Secretary of Social Services and Development Secretary of Social Welfare (1971–1976)
- In office April 11, 1971 – November 30, 1977
- President: Ferdinand Marcos
- Preceded by: Gregorio Feliciano
- Succeeded by: Nathaniel Tablante

Personal details
- Born: Estefanía Aldaba January 6, 1917 Malolos, Bulacan, Philippine Islands, U.S.
- Died: March 7, 2006 (aged 89) Manila, Philippines
- Spouse: Luis Lim ​ ​(m. 1944; died 1962)​
- Children: 6, including Cheche Lazaro
- Education: Malolos Elementary School Bulacan High School (now Marcelo H. del Pilar National High School)
- Alma mater: Philippine Women's University University of Michigan
- Occupation: Psychologist, advocate, diplomat
- Awards: United Nations Peace Medal (1979)

= Estefania Aldaba-Lim =

Filipina diplomat and psychologist (1917–2006)

Estefanía "Fanny" Aldaba Lim (born Estefanía Aldaba; January 6, 1917 – March 7, 2006) was the first female secretary of any Cabinet of the Philippines, serving as Secretary of Social Services and Development from 1971 to 1977. She was also the first Filipina clinical psychologist.

== Early life and education ==
Aldaba was born on January 6, 1917, the fifth of 14 children.

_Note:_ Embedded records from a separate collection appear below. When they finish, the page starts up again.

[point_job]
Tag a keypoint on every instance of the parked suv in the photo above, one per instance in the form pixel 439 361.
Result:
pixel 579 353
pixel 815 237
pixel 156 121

She was born and raised in Malolos, in the province of Bulacan, Philippines, by her father, a provincial treasurer of Malolos, and her mother, a homemaker.

Aldaba graduated from Malolos Elementary School and finished her secondary education at Bulacan High School (now Marcelo H. del Pilar National High School) in 1933. She earned a Bachelor of Arts degree from Philippine Women's University in 1936, a Bachelor of Education degree from Philippine Women's University in 1938, and a Master of Arts in psychology from the University of the Philippines in 1939.

In 1942, Aldaba completed her PhD at the University of Michigan, becoming the first Filipina to earn a doctoral degree in clinical psychology.

==Career==
Aldaba-Lim returned to Manila in 1948. She established the Institute of Human Relations at Philippine Women's University, and was a founding member and president of the Philippine Association of Psychologists and of the Philippine Mental Health Association.

In 1971, Aldaba-Lim became the first woman cabinet member in the Philippines when she was appointed as Secretary of the Department of Social Services and Development (DSSD). She held this role until 1977.

In 1976 through 1977, Aldaba-Lim served as president of the Girl Scouts of the Philippines.

In 1976, Aldaba-Lim was elected the Asian regional representative of the UNESCO Executive Board. In 1979, she became was the first woman to become Special Ambassador to the United Nations, with the rank of assistant secretary general during the UNICEF—UNESCO International Year of the Child. She received the United Nations Peace Medal that year from Secretary General Kurt Waldheim.

In 1994, she founded the Museo Pambata, the Philippines's first children's museum, in the repurposed 1949 Manila Elks Club building in Manila.

== Marriage and children ==
Aldaba-Lim had six children with her husband Luis Lim, whom she married in 1944. Lim died in an airplane crash in 1962. One of her children is the broadcast journalist Cheche Lazaro.

== Death ==
On March 7, 2006, at age 89, Aldaba-Lim died of leukemia at her home in Manila, Philippines.